Seems Prince runs into a particularly attractive girl at a club – she's "fine from head to pumps," he sings over nervy keyboard stabs, "if you were mine, we'd bump, bump, bump" – but he's suspicious from the beginning that she might be underage. Finally, Prince demands proof.
"Come here and show me some ID," he sings, before confirming what he knew all along: "You're much too young to peep my stash. You're trying to write checks your body can't cash. You can't hang with this, girl – look out." They resolve things (how else?) by dancing it out to a boisterous chant from members of the New Power Generation.
Beyond his well-known aversion to juvenile femme fatales, Prince also appears to still be very much betrothed in "Lolita" – which actually dates back to 2005, according to PrinceVault. "Lolita, you're sweeter," Prince concludes, "but you'll never make a cheater out of me."
By then, he'd presumably completed a separation from Testolini, a Toronto native who formerly worked as a consultant with Prince's charity foundation. She said in a subsequently released divorce filing that they'd been apart for some two years.

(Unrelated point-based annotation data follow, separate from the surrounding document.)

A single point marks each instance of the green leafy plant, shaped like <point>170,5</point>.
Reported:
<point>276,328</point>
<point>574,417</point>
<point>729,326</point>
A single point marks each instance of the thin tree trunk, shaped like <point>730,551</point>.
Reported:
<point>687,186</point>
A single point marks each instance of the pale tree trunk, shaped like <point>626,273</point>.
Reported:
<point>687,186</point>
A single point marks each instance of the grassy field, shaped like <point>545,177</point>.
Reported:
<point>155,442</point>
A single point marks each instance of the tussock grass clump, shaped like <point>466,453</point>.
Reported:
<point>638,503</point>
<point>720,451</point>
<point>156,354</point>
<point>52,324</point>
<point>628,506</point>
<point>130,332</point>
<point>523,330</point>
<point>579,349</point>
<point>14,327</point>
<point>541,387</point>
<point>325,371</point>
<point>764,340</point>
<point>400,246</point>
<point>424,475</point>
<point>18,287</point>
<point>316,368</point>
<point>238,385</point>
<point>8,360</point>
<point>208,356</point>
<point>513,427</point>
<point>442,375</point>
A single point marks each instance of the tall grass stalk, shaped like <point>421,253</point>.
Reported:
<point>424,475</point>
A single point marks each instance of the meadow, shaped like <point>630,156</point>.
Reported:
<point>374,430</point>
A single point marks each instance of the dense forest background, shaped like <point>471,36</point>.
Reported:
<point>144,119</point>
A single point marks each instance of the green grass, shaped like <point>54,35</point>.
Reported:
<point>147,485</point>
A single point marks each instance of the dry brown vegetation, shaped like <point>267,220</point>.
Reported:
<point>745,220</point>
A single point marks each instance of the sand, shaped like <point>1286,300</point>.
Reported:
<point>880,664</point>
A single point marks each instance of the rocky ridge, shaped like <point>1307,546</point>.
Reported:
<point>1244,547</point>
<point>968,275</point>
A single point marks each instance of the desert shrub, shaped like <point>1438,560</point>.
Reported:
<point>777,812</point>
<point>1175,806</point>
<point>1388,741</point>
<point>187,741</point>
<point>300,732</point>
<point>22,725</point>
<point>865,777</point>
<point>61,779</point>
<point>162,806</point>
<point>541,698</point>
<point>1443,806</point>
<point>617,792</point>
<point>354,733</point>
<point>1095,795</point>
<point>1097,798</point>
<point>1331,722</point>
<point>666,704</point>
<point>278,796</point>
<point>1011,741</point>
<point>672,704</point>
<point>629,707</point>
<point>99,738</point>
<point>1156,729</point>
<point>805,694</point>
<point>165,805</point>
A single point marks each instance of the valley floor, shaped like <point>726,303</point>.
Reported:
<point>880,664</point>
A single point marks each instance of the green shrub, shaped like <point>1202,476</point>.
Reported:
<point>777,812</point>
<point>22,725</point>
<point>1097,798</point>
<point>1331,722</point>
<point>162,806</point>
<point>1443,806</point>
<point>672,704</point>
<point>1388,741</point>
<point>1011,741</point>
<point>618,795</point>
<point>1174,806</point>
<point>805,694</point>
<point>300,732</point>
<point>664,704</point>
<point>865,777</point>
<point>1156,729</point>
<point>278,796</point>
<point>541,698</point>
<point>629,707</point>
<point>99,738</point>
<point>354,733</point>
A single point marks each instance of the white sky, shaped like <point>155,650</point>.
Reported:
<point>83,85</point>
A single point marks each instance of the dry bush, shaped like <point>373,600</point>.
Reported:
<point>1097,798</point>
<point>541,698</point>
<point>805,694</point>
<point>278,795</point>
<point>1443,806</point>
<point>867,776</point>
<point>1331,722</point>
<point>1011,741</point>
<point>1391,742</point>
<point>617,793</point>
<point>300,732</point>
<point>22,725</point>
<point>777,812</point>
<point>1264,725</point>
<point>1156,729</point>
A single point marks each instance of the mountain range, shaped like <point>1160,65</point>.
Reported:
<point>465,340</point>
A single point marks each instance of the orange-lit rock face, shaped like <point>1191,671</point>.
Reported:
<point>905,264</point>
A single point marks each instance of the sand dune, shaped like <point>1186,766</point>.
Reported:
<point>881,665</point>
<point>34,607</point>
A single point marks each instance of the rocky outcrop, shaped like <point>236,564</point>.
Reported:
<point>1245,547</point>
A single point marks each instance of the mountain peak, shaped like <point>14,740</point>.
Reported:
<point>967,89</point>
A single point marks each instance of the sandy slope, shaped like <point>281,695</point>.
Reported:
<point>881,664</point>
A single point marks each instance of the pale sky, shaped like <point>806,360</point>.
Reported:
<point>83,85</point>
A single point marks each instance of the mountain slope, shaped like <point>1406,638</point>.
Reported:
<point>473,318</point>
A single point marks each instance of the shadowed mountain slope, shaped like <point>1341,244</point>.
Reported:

Prince didn't fight the petition. "His wife filed for divorce. This isn't something that he wanted," Patrick Cousins, Prince’s personal lawyer, told People in 2006. "There isn't anything else. He didn't counter sue. He is just trying to get it resolved."
Financial details from Prince's final divorce settlement weren't initially disclosed. Testolini received a Toronto home valued at about $6 million as well as a Lexus, the Minneapolis Star-Tribune later confirmed. She subsequently married singer Eric Benet, and they had two children. Prince reportedly never finished paying off the legal fees.
Thankfully, 3121 provided a glimmer of good news in a tough period. Bolstered by the distribution muscle of Universal Records, the album became Prince's first-ever to debut atop the Billboard charts. It was also his initial No. 1 since 1989's Batman, though alas also his last.